Человек со столь длинным именем (чаще всего он подписывался значительно короче — как Фридрих Шмидт) был агентом германской тайной полиции в Цюрихе, внедрённым в среду немецких революционеров-эмигрантов. Его разоблачили в 1882 году, когда редакция бернштейновского «Социал-демократа» опубликовала памфлет «Немецкая тайная полиция в борьбе с социал-демократией. Документы и разоблачения, представленные на основе подлинных материалов»
[156].
В своё время Карл Маркс и Фридрих Энгельс, разбирая провокационную деятельность немецких властей против революционеров, иронизировали по поводу необъяснимой привязанности германских агентов к псевдониму «Шмидт», утверждая, что Шмидт, по-видимому, незаменимая фамилия для путешествующих инкогнито прусских полицейских агентов. Они припомнили, что именно под этим именем путешествовал по Силезии опытный германский разведчик Вильгельм Штибер, под ним же его лондонский агент Флери посещал Париж.

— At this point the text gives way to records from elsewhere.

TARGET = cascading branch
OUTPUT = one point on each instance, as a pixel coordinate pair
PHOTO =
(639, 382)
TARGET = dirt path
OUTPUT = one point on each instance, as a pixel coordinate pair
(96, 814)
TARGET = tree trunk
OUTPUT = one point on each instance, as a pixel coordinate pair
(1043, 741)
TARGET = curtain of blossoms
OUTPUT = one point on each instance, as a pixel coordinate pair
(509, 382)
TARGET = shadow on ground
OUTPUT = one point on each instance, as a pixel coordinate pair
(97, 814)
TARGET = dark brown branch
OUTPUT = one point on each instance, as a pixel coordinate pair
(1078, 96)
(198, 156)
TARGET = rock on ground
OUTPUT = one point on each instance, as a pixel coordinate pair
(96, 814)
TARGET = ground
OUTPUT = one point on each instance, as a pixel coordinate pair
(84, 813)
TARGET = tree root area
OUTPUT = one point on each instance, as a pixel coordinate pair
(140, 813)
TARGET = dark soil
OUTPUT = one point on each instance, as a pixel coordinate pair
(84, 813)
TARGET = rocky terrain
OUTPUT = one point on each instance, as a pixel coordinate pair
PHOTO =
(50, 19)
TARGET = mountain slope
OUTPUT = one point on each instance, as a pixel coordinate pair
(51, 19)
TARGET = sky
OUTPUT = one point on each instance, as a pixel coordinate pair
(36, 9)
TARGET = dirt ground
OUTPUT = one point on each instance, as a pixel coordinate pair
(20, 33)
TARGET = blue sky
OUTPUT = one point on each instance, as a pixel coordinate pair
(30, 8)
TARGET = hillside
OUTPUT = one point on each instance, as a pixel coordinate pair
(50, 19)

Добавим ещё, что под всё тем же именем Шмидт, точнее, «художник Шмидт», вышеупомянутый Штибер в 1851 году побывал в Лондоне, и даже на короткое время внедрился в круг близких Марксу революционеров. Впоследствии он сделал прекрасную карьеру, возглавив германскую полицию и одновременно, как пишут сегодня, став резидентом русской разведки в Европе. Умер от подагры в 1894 году.
Но в случае, о котором пишет Бернштейну Энгельс, Шмидт — подлинная фамилия агента. Почему же в связи с «делом Шмидта» Энгельс упоминает нашего героя?

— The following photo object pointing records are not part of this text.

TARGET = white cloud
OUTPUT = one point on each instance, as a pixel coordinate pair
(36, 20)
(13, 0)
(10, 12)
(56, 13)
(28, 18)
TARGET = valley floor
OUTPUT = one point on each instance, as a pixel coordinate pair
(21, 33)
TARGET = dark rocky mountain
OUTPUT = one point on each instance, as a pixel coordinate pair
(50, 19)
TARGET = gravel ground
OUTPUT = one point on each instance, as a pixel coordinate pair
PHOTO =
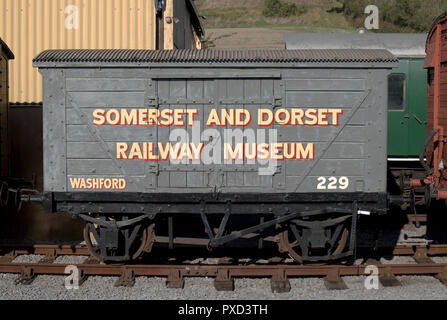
(102, 288)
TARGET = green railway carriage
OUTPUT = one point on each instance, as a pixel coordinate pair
(407, 96)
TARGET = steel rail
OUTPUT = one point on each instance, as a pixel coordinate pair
(213, 270)
(81, 250)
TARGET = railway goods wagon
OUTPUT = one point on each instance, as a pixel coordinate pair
(69, 24)
(212, 146)
(434, 148)
(407, 99)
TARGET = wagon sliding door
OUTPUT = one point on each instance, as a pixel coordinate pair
(91, 149)
(232, 91)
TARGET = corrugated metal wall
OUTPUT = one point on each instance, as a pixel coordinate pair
(31, 26)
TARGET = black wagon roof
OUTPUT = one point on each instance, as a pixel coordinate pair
(215, 56)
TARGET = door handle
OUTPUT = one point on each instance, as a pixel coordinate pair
(418, 120)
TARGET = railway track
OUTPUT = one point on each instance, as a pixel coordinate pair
(9, 252)
(223, 274)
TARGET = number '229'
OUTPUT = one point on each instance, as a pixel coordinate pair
(333, 183)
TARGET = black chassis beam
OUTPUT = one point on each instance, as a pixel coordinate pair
(152, 204)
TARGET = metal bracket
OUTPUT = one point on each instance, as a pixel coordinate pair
(127, 278)
(26, 277)
(279, 282)
(224, 281)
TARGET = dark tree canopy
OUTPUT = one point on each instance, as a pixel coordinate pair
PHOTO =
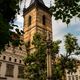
(65, 9)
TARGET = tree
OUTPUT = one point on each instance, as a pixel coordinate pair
(65, 9)
(66, 62)
(8, 10)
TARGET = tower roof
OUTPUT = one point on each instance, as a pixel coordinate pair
(37, 1)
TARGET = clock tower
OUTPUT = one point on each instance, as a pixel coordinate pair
(37, 18)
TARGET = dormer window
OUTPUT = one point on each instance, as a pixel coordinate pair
(43, 20)
(29, 21)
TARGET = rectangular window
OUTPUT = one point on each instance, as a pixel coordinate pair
(9, 70)
(20, 72)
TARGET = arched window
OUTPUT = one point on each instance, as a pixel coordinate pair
(43, 20)
(29, 21)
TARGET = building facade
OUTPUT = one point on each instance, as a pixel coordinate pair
(37, 18)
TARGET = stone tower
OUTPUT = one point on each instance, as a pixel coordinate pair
(37, 18)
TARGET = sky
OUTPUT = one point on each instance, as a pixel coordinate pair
(59, 29)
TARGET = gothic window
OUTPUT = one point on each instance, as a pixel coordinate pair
(15, 60)
(19, 61)
(20, 71)
(69, 77)
(4, 57)
(43, 20)
(9, 58)
(0, 67)
(9, 70)
(29, 20)
(76, 77)
(72, 77)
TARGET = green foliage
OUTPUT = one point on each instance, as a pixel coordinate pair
(65, 10)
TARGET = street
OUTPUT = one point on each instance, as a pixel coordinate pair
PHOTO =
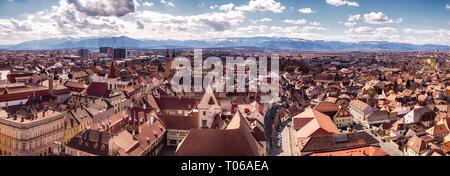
(386, 146)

Какое отношение имел Игнациус Поллаки к разоблачённому германскому шпиону?
Брайан Кессельман, автор последнего по времени и единственного полного биографического исследования об Игнациусе Поллаки, высказывает предположение, что Поллаки сотрудничал с означенным Фридрихом Шмидтом, то есть, фактически, работал на германское правительство против эмигрантов-революционеров.

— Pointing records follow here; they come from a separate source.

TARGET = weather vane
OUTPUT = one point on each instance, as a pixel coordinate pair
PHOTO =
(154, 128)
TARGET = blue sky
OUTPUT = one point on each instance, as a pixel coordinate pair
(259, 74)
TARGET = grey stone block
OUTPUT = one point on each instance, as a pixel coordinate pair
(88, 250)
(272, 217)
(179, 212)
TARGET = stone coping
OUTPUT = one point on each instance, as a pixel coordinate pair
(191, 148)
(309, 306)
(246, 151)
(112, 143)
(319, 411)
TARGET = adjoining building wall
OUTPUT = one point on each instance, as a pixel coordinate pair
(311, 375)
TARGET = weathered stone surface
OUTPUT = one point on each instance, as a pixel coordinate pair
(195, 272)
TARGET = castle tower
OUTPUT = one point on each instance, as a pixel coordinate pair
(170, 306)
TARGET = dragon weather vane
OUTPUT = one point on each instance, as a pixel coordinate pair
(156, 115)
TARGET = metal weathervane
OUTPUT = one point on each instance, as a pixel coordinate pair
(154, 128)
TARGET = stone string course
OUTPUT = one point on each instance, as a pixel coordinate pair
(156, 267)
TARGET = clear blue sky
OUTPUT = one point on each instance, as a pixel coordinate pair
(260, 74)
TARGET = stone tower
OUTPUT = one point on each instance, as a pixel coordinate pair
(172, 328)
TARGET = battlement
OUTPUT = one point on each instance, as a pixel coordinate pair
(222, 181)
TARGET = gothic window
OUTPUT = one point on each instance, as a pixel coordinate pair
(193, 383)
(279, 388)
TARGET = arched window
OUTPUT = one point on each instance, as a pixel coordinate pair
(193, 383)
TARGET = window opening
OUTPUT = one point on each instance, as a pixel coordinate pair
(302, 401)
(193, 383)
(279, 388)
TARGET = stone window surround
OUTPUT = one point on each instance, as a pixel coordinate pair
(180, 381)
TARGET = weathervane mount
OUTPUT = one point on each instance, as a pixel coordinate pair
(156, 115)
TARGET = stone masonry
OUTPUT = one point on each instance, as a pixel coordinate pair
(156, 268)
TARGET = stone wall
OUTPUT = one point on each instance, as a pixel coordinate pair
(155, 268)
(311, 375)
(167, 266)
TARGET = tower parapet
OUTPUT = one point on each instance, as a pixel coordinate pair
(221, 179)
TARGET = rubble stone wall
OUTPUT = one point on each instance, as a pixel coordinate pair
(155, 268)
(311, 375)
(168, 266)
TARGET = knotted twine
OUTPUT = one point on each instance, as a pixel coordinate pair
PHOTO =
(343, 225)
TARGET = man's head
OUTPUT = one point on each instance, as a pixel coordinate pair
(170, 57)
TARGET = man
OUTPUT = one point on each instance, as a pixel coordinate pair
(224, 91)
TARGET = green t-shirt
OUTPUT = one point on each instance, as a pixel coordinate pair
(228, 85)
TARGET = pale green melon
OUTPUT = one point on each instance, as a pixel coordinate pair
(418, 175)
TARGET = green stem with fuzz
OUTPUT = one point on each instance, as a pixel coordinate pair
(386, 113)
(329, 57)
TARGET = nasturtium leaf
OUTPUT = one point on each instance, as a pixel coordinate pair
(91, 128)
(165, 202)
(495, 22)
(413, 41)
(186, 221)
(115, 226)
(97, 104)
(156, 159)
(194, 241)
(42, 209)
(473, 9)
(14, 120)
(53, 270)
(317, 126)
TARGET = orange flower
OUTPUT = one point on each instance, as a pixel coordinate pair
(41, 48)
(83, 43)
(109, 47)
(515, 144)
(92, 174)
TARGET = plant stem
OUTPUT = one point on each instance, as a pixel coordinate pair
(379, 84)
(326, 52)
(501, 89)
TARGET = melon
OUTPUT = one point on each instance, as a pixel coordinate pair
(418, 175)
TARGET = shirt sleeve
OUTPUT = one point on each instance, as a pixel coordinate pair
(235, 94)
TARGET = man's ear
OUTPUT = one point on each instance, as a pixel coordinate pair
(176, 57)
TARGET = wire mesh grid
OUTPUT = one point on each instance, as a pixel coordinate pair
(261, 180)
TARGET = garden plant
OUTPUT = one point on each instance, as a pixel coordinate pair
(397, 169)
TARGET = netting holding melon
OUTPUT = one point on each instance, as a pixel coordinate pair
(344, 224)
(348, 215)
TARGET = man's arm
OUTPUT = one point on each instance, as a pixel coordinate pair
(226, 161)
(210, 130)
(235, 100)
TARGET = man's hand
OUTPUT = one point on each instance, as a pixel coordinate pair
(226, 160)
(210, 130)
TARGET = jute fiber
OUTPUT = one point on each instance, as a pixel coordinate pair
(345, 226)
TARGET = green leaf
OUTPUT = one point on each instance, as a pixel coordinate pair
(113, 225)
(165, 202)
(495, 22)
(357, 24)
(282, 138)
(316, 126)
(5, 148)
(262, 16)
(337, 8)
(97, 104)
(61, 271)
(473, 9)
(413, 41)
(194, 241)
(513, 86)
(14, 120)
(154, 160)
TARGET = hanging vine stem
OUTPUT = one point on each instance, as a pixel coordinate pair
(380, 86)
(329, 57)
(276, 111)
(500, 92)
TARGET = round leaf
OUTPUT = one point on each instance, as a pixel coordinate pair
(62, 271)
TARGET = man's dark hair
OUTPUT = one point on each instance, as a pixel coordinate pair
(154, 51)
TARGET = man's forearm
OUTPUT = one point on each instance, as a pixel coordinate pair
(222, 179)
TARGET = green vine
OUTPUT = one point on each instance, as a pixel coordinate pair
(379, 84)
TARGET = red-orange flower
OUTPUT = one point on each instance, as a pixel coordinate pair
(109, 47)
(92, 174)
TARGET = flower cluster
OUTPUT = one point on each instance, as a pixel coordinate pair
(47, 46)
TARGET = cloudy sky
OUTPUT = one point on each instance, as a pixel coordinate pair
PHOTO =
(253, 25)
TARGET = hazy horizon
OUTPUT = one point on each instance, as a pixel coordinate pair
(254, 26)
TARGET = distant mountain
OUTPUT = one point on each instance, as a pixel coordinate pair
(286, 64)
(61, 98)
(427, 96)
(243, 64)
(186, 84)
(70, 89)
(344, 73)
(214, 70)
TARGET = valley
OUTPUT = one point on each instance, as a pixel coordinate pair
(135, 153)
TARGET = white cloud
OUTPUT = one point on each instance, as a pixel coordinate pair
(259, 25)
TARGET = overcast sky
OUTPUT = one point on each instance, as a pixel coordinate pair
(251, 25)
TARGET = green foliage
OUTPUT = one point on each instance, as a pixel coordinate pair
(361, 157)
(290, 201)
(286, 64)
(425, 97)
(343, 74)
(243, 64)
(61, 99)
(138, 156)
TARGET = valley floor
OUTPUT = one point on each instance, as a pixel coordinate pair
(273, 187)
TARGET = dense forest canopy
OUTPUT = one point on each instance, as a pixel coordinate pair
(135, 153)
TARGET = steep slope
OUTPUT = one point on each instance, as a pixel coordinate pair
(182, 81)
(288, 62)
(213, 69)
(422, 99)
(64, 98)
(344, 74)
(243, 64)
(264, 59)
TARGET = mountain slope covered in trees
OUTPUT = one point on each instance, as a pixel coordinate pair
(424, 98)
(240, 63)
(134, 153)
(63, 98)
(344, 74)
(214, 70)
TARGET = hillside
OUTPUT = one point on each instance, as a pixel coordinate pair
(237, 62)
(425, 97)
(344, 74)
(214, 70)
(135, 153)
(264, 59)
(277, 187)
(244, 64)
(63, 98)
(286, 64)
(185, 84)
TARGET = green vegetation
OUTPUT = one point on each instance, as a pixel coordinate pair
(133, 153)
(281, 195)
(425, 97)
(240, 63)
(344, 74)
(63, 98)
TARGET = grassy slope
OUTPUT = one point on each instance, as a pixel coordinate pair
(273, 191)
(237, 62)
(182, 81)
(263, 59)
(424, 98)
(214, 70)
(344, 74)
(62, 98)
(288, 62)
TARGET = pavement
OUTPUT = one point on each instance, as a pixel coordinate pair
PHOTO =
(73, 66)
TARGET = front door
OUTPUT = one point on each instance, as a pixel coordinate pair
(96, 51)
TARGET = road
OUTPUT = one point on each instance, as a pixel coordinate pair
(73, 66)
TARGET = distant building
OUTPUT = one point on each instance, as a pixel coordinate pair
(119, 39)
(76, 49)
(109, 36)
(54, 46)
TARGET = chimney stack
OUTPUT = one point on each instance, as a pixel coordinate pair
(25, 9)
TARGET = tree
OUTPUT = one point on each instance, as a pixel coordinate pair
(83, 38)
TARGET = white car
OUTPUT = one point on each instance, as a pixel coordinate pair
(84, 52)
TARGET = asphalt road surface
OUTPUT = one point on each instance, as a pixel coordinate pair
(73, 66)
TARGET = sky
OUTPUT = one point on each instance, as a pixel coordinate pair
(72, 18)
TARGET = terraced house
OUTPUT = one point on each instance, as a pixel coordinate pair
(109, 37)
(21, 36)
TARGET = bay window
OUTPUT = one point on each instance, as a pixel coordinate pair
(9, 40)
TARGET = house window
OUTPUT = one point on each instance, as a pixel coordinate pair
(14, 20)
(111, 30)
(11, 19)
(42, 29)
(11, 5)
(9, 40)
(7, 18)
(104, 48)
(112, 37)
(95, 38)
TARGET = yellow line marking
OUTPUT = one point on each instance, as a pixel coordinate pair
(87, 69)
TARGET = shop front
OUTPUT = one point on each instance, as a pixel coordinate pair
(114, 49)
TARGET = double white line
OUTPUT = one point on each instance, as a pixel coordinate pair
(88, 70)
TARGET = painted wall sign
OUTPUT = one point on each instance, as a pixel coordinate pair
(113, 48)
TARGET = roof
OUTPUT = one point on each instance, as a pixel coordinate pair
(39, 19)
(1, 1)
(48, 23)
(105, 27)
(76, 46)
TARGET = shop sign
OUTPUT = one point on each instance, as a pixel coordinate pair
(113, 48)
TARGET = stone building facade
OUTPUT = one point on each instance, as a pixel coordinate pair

Между тем единственное документальное свидетельство контактов между германским агентом Шмидтом и частным сыщиком Поллаки — два письма Поллаки, приведённых в упомянутой брошюре среди «подлинных документов». В обоих Поллаки отказывается от каких-то документов, которые предлагаются Шмидтом (какие именно, не говорится), уклончиво мотивируя свой отказ тем, что предложение немецкого агента «утратило актуальность».
Опять же — с чего бы Энгельс акцентировал внимание именно на авторе двух писем (из нескольких десятков!), опубликованных в брошюре? Ведь в изданной Э. Бернштейном брошюре есть куда более содержательные письма, почему же об их авторах Энгельс не пишет ни слова, а вот о Поллаки, чьи письма представляют собой лишь две вежливые отписки, упоминает. И упоминает как о человеке, хорошо известном и ему самому, и Бернштейну?
Логичнее предположить, что, в данном случае, Поллаки действовал прямо противоположно тому, что предполагает Б. Кессельман — против германского правительства, а не для него. Скорее всего, он приложил некоторые усилия для разоблачения германского агента.
Это представляется тем более логичным, если обратить внимание на то, с какой настойчивостью впоследствии Поллаки выступал против облегчения натурализации в Англии беженцев с континента.